REPUBLIKA.CO.ID, JAKARTA -- Ummul Banin binti Abdul aziz bin Marwan bin Hakam berasal dari keluarga khalifah. Ia adalah saudara perempuan Khalifah Umar bin Abdul Aziz. Ibunya bernama Laila binti Suhail bin Handzalah bin Thufail.
Dia menikah dengan anak pamannya, al-Walid bin Abdul Malik. Kemudahan hidup yang ia dapatkan dalam keluarga tak membuatnya lalai dalam beribadah. Ia dan suaminya membiasakan khatam Alquran setiap tiga hari sekali. Mereka dikaruniai tiga anak.
Ummul Banin juga dikenal sebagai perempuan dermawan. Setiap hari Jumat, ia memerdekakan budak. Di hari yang sama, ia pergi berjuang di jalan dengan kudanya. Ia berkumpul dengan perempuan-perempuan ahli ibadah dan berbicara dengan mereka.

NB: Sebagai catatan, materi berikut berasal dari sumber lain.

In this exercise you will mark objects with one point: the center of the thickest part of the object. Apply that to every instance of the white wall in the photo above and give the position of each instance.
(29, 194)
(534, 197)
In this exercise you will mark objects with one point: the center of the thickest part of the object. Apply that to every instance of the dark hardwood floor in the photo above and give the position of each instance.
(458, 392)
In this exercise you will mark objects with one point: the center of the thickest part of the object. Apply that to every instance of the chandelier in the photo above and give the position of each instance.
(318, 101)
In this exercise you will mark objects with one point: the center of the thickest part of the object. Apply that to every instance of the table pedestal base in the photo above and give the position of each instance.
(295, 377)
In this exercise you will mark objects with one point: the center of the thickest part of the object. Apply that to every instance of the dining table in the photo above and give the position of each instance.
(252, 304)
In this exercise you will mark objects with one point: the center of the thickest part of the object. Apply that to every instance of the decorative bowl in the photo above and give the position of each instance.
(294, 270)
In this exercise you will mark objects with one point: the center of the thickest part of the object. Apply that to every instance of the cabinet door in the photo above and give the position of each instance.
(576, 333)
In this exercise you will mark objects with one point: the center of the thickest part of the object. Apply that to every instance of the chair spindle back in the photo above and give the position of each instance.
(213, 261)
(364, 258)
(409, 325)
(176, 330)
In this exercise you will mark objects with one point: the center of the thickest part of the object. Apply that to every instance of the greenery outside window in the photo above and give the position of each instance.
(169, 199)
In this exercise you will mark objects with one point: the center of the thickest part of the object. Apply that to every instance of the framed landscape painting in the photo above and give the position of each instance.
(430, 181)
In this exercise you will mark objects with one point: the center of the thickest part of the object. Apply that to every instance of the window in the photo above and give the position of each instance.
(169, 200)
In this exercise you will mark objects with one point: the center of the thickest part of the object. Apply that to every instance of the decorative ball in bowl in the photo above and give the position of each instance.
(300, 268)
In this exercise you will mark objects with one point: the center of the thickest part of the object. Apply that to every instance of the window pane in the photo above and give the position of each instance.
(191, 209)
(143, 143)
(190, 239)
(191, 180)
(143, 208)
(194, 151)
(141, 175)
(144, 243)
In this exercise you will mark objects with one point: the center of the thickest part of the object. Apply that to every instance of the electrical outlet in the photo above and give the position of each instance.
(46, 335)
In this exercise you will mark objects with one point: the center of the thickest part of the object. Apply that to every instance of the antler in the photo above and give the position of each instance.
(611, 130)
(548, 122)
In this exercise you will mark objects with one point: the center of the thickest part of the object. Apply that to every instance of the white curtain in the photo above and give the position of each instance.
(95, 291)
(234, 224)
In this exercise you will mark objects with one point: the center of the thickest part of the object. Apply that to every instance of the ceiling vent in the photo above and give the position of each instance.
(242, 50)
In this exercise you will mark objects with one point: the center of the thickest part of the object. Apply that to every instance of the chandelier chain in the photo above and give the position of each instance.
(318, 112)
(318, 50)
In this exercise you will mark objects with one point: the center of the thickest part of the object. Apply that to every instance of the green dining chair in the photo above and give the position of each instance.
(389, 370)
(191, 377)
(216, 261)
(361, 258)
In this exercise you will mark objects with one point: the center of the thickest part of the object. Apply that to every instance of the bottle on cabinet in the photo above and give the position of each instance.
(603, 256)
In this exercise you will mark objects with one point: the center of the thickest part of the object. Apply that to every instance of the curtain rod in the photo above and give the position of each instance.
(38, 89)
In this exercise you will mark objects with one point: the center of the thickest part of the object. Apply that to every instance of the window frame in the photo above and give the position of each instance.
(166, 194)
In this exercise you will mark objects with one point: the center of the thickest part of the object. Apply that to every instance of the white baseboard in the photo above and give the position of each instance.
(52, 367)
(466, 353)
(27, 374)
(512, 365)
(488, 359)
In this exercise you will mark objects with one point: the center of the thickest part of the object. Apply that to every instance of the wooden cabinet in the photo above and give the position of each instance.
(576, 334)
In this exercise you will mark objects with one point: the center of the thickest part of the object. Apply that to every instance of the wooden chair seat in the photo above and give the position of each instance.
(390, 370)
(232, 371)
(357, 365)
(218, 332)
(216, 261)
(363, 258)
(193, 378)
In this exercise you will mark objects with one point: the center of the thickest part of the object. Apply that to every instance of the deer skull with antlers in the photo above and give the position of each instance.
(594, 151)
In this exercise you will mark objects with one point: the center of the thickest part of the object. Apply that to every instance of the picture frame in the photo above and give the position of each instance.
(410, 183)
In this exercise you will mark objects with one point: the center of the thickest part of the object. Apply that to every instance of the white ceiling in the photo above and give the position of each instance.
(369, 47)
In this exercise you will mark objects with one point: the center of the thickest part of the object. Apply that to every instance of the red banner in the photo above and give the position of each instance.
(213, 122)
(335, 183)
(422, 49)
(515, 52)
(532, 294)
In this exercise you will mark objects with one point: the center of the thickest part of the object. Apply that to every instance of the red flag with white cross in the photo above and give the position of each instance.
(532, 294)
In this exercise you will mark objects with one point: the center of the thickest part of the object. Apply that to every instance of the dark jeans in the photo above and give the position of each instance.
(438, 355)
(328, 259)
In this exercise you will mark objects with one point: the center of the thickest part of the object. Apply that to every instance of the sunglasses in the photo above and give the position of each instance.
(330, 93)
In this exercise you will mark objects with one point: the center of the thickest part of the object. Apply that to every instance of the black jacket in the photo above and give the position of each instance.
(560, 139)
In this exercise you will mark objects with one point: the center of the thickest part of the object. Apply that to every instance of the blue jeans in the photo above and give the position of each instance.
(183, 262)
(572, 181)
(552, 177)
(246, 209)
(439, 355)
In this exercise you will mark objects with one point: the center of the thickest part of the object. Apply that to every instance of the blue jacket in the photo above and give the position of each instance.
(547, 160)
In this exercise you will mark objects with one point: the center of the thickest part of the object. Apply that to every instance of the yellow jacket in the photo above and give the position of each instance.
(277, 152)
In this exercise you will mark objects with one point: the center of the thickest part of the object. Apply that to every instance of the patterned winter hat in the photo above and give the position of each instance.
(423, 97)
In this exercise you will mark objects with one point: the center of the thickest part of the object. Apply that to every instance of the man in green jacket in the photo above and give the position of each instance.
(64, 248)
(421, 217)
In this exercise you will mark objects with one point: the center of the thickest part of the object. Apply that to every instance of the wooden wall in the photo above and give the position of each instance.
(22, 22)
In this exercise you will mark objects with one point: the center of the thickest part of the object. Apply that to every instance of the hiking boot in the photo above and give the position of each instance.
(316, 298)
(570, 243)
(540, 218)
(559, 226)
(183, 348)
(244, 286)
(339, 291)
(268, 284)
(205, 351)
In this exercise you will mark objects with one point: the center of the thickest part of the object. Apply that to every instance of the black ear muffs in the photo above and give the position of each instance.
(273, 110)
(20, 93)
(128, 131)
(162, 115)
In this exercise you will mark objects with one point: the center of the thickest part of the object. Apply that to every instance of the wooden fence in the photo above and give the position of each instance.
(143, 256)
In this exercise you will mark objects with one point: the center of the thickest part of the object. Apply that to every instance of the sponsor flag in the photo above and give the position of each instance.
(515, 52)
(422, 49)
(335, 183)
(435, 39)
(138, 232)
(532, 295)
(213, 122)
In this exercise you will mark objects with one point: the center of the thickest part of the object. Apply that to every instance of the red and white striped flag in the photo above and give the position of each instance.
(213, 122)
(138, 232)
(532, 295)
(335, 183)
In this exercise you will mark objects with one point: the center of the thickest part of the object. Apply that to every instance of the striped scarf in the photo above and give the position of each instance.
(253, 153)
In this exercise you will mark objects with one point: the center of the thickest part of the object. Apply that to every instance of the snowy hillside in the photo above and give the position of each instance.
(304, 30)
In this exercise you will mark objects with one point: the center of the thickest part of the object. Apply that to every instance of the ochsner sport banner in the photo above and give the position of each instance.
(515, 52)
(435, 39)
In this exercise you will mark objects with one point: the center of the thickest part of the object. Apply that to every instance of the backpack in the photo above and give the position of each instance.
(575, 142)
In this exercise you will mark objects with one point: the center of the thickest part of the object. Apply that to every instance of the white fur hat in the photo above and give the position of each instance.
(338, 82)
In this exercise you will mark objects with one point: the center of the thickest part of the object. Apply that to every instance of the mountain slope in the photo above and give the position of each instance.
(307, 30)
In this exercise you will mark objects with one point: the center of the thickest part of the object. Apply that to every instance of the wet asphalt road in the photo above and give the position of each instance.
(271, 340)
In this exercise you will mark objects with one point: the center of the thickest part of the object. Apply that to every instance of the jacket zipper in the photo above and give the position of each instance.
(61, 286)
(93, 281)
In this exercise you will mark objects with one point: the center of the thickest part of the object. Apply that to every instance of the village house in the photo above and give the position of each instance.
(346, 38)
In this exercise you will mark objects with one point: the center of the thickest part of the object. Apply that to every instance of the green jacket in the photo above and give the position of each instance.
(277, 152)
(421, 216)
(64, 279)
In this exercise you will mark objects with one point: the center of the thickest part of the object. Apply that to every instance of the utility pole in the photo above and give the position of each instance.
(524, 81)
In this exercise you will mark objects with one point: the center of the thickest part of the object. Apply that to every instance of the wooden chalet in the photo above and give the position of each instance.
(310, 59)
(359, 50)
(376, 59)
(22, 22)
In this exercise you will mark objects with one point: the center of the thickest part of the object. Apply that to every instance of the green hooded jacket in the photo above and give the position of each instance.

Ia juga tak pernah menyimpan harta terlalu lama. Ia rajin berinfak di jalan Allah. Ia pernah berkata, "Orang yang paling bakhil adalah orang yang bakhil pada dirinya sendiri dengan surga."
Pada waktu yang lain, ia juga berkata, "Setiap manusia dijadikan memiliki satu kegemaran pada sesuatu dan kegemaranku adalah memberi dan berbagi. Demi Allah, memberi, menyambung silaturahim, dan berhubungan dengan Allah lebih aku sukai daripada makanan yang lezat di saat lapar dan minuman yang dingin di saat haus. Bukankah kebaikan diperoleh dengan usaha?"
Seperti para pahlawan Muslimah lain, Ummul Banin sangat rajin mencari ilmu. Ia banyak belajar dari para ulama dan tabiin untuk mendalami ilmu fikih. Luasnya pengetahuan dan kekhusyukan dalam ibadah membuat dia tumbuh menjadi perempuan yang takut kepada Allah.
Dalam buku 150 Perempuan Shalihah disebutkan, pada suatu hari Ummul Banin bertemu dengan Katsir, suami Izzah binti Jamil. Lelaki itu berkata kepadanya, "Semua yang memiliki utang telah membayar utangnya sehingga dia terhindar dari orang yang memberi utang. Adapun Izzah menunda-nunda dan membuat susah orang yang memberi utang."
Ketika bertemu dengan Izzah, ia bertanya apa maksud perkataan Katsir. Bukannya menjawab, Izzah justru meminta maaf kepadanya. "Engkau harus mengatakan kepadaku," kata Ummul Banin.
Izzah pun menjelaskan duduk perkara yang ia risaukan. "Aku menjanjikan suamiku satu ciuman. Dia mendatangiku, lalu aku merasa tidak senang dan tidak bisa memenuhi janjiku padanya." Ummul Banin mengatakan, "Tunaikanlah janjimu padanya. Biar aku yang menanggung dosanya."
Tak diceritakan apakah nasihat itu benar-benar dilakukan oleh Izzah. Namun, belakangan Ummul Banin menyadari kesalahannya. Bahwa seseorang tak bisa menanggung dosa pribadi orang lain. Ia bertobat dan meminta ampun kepada Allah SWT. Ia juga membebaskan empat puluh budak karena kata-katanya itu.
Ummul Banin menangis hingga kerudungnya basah setiap kali teringat kejadian itu. "Kalau saja lidah ini kelu ketika aku mengatakannya," sesalnya.
Seperti saudaranya, Ummul Banin juga dikenal sebagai pribadi yang tegas. Sorot matanya tajam membuat orang segan. Hajjaj bin Yusuf ats-Tsaqafi, pria yang dikenal sangat keji, pun tunduk kepadanya. Suatu hari ia memanggil Hajjaj dan mengungkap semua kejahatannya. Ia terbukti membunuh orang-orang saleh. Hajjaj pun tak berkutik dengan argumen-argumen putri istana yang dermawan itu.